Pour citer cet article :
Agbanglanon, Sylvain (2013). Maquettes numériques animées en 3 dimensions dans l’apprentissage de la construction mécanique. Adjectif.net Mis en ligne dimanche 20 octobre 2013 [En ligne] http://www.adjectif.net/spip/spip.php?article259
Résumé :
Ce travail questionne l’utilisation des maquettes numériques en 3 dimensions dans la construction mécanique. À partir d’une représentation volumique animée d’un système mécanique et sur la base de productions écrites et graphiques de dix-sept étudiants de niveau licence, il a été constaté que le caractère animé et iconique de la présentation ne conditionnait pas à lui seul la construction de connaissances et les productions en lien avec le système représenté.
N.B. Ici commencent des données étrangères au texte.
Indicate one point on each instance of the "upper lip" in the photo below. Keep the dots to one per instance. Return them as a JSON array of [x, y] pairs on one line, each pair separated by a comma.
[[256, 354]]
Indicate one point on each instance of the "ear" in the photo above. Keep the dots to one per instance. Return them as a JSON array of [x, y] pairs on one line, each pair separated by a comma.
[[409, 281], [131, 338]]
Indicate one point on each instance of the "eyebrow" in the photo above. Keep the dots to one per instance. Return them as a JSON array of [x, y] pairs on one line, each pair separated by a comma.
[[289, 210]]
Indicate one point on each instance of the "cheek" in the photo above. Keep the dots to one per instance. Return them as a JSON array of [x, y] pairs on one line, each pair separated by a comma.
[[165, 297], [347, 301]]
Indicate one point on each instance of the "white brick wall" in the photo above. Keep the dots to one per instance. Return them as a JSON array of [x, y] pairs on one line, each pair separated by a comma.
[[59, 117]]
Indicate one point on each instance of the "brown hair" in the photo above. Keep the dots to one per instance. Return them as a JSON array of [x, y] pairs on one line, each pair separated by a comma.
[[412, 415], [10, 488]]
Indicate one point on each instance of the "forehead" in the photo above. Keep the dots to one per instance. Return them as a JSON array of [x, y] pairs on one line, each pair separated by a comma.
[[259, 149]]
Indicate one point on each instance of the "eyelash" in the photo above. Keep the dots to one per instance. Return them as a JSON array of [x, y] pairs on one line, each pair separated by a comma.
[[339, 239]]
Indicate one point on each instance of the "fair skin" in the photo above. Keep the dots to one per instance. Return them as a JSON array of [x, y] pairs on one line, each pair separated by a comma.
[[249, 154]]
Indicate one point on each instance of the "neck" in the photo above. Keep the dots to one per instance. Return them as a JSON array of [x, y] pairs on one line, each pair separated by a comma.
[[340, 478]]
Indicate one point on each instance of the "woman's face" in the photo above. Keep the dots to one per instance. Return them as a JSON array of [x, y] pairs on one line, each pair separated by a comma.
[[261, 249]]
Entrent en jeu également la capacité de vision spatiale et les représentations préalables dudit système.
Mots clés :
Vision spatiale, Animations en 3 dimensions, PSVT-R, Représentations, Sénégal
Par Sylvain Luc Agbanglanon, ENSETP [1], Université Cheikh Anta Diop. Dakar, Sénégal.
L’introduction croissante de l’informatique dans les activités d’apprentissage ouvre de nouvelles perspectives à l’enseignement de la construction mécanique en faisant un usage accru de ressources numériques et, en particulier, de maquettes numériques en 3 dimensions (3D). Cela appelle un recentrage de l’apprentissage sur l’activité des apprenants, et notamment les activités cognitives.
La lecture de dessins techniques relève d’une activité cognitive complexe et pluraliste requérant la mobilisation de plusieurs registres : géométrique, technologique et des codes (Weil Fassina, 1973 ; Weil-Fassina & Rabardel, 1985 ; Rabardel, 1989). Ainsi, les représentations en 3 dimensions sont reconnues comme des objets intermédiaires et médiateurs (Geronimi, De Vries, Prudhomme, & Baille, 2005). Avec un fort degré d’iconicité, elles semblent lever l’obstacle géométrique, en influant sur le niveau de compréhension du système représenté (Cartonnet & Poitou, 1996 ; Hamon, 2009).
Dans ce cadre, l’expérience du sujet a aussi un effet positif (Cartonnet & Poitou, 1996). En plus de cette expérience capitalisée qui confère au lecteur une certaine maitrise des codes et des technologies, ses capacités mentales spatiales ont été questionnées pour en montrer la portée dans la lecture des représentations graphiques techniques et la réussite dans les domaines scientifiques et techniques (Sorby, 2009 ; Sorby & Veurink, 2010 ; Study, 2011 ; Veurink et al., 2009). La complexité de l’activité cognitive à laquelle fait appel l’apprentissage d’instruments sémiotiques de communication technique nécessite, afin de lui donner du sens, la mise en avant d’une « approche fonctionnelle » contextualisée (Andreucci, Froment & Verillon, 1996) s’appuyant sur les affordances perçues des systèmes représentés (Norman, 2002).
À la lumière de ce qui précède, il convient alors de considérer l’influence qu’aurait le visionnage d’animations numériques 3D par des apprenants et leur capacité de vision spatiale sur la qualité et le niveau de compréhension du fonctionnement des systèmes mécaniques. Se pose alors, avec acuité, la question des pratiques didactiques dans ce contexte d’introduction de nouveaux outils et la pertinence ou non de leur donner de nouvelles orientations et d’en interroger les effets.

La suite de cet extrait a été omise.